Northwest Arkansas Man Found Guilty of Federal Tax Fraud

2015-02-12

A Springdale, Arkansas, man was convicted by a jury in the U.S. District Court located in Fayetteville, Arkansas, of tax crimes, announced Principal Deputy Assistant Attorney General Caroline D. Ciraolo of the Justice Department’s Tax Division and U.S. Attorney Conner Eldridge of the Western District of Arkansas on February 11.

Doyle Smith, 56, was found guilty following a three-day trial before the Honorable U.S. District Judge Timothy L. Brooks of four counts of subscribing and filing a false tax return, one count of corruptly endeavoring to obstruct and impede the administration of the internal revenue laws and one count of presenting a fictitious financial obligation.
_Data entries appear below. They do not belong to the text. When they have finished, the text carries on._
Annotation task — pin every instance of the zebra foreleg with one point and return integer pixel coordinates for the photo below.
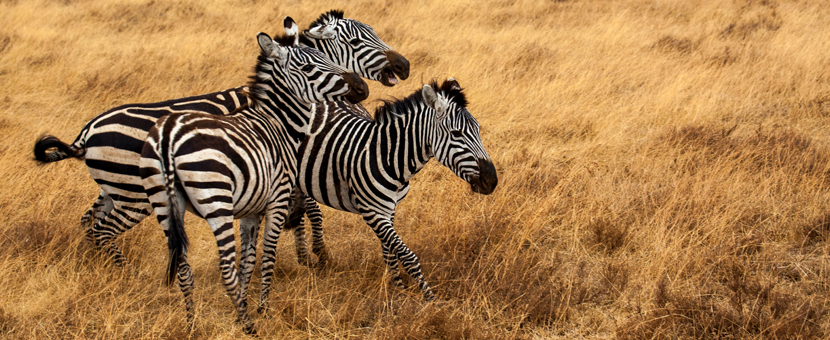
(413, 267)
(249, 232)
(118, 220)
(382, 226)
(222, 227)
(274, 221)
(395, 250)
(392, 266)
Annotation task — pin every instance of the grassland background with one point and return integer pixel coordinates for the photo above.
(664, 172)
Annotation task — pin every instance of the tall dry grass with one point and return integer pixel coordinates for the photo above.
(664, 172)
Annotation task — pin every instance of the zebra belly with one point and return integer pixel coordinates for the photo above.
(116, 171)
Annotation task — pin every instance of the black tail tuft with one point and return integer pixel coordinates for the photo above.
(177, 241)
(63, 150)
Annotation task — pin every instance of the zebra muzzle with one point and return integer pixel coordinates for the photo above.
(487, 179)
(398, 67)
(358, 90)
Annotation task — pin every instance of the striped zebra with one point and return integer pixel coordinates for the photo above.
(241, 165)
(111, 143)
(353, 163)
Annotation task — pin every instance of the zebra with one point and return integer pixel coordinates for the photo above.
(111, 143)
(241, 165)
(353, 163)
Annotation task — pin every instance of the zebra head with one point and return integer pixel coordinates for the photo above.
(308, 74)
(355, 46)
(456, 142)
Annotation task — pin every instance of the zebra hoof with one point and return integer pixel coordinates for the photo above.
(262, 309)
(429, 296)
(250, 329)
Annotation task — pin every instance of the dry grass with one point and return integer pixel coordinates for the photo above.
(664, 172)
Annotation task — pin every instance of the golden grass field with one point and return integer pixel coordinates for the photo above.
(664, 172)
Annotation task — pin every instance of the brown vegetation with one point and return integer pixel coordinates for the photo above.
(664, 172)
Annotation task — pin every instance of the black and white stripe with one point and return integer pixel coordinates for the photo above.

According to evidence introduced at trial, in 2008 and 2009, Smith submitted four false individual federal tax returns for tax years 2005 through 2008, which falsely reported a total of more than $1.4 million in fictitious federal tax withholdings. Based on these fictitious withholding amounts, Smith claimed a total of $1,021,457 in income tax refunds to which he was not entitled to receive for those tax years. Smith also submitted false claims and correspondence to both the Internal Revenue Service (IRS) and third-parties in an attempt to cause the IRS and U.S. Treasury to pay his debts to third parties and to obstruct the IRS’ tax administration efforts. For example, in January 2010, Smith mailed to the Department of Arkansas Finance and Administration a fictitious financial instrument titled “U.S. Treasury Trust Account Money Order.” This fictitious document purportedly obligated U.S. Treasury funds in the amount of $129,439 to pay for outstanding sales taxes that Smith owed to the state of Arkansas.
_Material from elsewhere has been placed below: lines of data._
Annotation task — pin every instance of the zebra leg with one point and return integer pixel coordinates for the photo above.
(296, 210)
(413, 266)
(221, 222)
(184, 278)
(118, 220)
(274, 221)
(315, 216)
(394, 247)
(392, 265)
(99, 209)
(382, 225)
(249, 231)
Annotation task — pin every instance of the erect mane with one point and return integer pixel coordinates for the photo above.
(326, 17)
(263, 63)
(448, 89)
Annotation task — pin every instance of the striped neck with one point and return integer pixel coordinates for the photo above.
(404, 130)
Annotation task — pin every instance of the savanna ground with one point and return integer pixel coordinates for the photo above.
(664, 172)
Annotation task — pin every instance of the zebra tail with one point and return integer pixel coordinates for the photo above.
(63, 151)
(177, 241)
“Today’s jury verdict makes it clear that individuals who steal from the government through the filing of false and fraudulent claims for refunds and fictitious financial instruments will be pursued and prosecuted to the fullest extent of the law,” said Principal Deputy Assistant Attorney General Ciraolo. “The Department of Justice’s Tax Division is committed to working with its federal and state law enforcement partners to identify those who seek to manipulate and abuse our federal tax system, and to hold such individuals accountable.”

“This case involves a scheme in which the defendant attempted to steal taxpayer money from the U.S. Treasury for his own personal gain,” said U.S. Attorney Eldridge. “This type of fraud is a serious crime, and an insult to hard-working, law abiding citizens and taxpayers. Today’s conviction sends a strong message that our office and our law enforcement partners will aggressively pursue fraud wherever we find it.”
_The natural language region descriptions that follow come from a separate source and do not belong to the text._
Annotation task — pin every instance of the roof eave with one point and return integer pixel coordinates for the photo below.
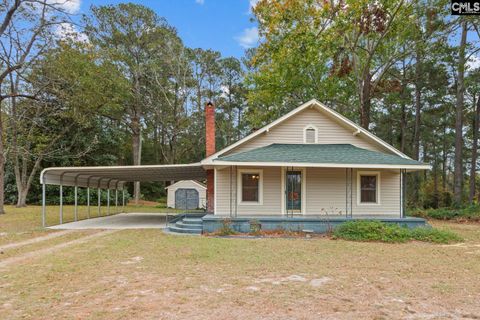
(322, 165)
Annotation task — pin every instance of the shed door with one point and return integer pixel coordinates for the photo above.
(186, 199)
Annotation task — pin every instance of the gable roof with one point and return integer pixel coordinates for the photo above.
(201, 185)
(322, 108)
(319, 155)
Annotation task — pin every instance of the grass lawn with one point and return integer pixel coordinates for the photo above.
(145, 274)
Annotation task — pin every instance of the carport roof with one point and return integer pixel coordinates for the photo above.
(116, 176)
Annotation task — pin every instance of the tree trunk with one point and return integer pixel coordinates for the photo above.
(418, 114)
(137, 153)
(22, 197)
(458, 171)
(436, 195)
(444, 156)
(2, 164)
(473, 167)
(365, 101)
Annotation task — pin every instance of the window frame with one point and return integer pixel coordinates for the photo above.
(259, 172)
(377, 187)
(310, 126)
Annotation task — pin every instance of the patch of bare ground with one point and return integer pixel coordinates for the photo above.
(35, 240)
(45, 251)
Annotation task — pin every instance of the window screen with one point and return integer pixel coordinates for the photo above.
(310, 135)
(250, 183)
(368, 189)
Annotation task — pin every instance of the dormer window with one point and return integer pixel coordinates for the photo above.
(310, 134)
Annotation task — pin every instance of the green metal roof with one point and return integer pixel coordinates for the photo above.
(318, 153)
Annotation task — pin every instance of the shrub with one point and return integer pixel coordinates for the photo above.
(255, 227)
(226, 229)
(364, 230)
(367, 230)
(435, 235)
(471, 212)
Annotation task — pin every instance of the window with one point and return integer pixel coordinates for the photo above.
(250, 183)
(368, 187)
(310, 134)
(250, 186)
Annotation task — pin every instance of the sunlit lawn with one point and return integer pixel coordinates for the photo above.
(145, 274)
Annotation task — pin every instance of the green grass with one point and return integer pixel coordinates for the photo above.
(392, 233)
(144, 274)
(469, 213)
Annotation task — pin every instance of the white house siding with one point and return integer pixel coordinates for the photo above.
(329, 131)
(186, 184)
(325, 188)
(272, 192)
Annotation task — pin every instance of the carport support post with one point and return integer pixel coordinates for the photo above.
(61, 203)
(43, 205)
(108, 202)
(76, 204)
(98, 198)
(116, 197)
(88, 202)
(123, 198)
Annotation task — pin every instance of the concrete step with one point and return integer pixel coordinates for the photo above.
(192, 220)
(185, 230)
(183, 225)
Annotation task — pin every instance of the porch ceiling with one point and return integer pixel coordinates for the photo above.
(117, 176)
(320, 155)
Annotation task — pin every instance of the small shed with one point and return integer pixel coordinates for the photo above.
(187, 195)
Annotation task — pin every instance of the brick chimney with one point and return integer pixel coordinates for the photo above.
(210, 149)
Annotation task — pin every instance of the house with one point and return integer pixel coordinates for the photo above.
(186, 195)
(310, 169)
(311, 162)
“At the IRS, protecting taxpayer money is a matter we take extremely seriously,” said Special Agent in Charge Christopher A. Henry of the IRS-Criminal Investigation. “An integral part of the agency’s mission involves detecting and catching fraudulent tax refund claims. The object of these schemes is to defraud the government and the taxpaying public. Today’s conviction should serve as a warning to those that would attempt to enrich themselves by fraudulent means.”

“It is the Treasury Inspector General for Tax Administration’s (TIGTA) mission to protect the integrity of the Internal Revenue Service and promote the fair administration of our federal tax system,” said Special Agent in Charge Ruben Florez of TIGTA’s Dallas Field Division. “TIGTA and its law-enforcement partners will vigorously investigate individuals that attempt to corruptly interfere with the administration of the internal revenue laws through fraudulent means, and will do everything within its power to ensure that those involved will be prosecuted to the fullest extent of the law.”

In this case, the statutory maximum sentences are three years in prison and a $250,000 fine for each count of filing a false tax return; three years in prison and a $250,000 fine for the count of impeding the internal revenue laws; and 25 years in prison and a $250,000 fine for the count of presenting a fictitious financial obligation.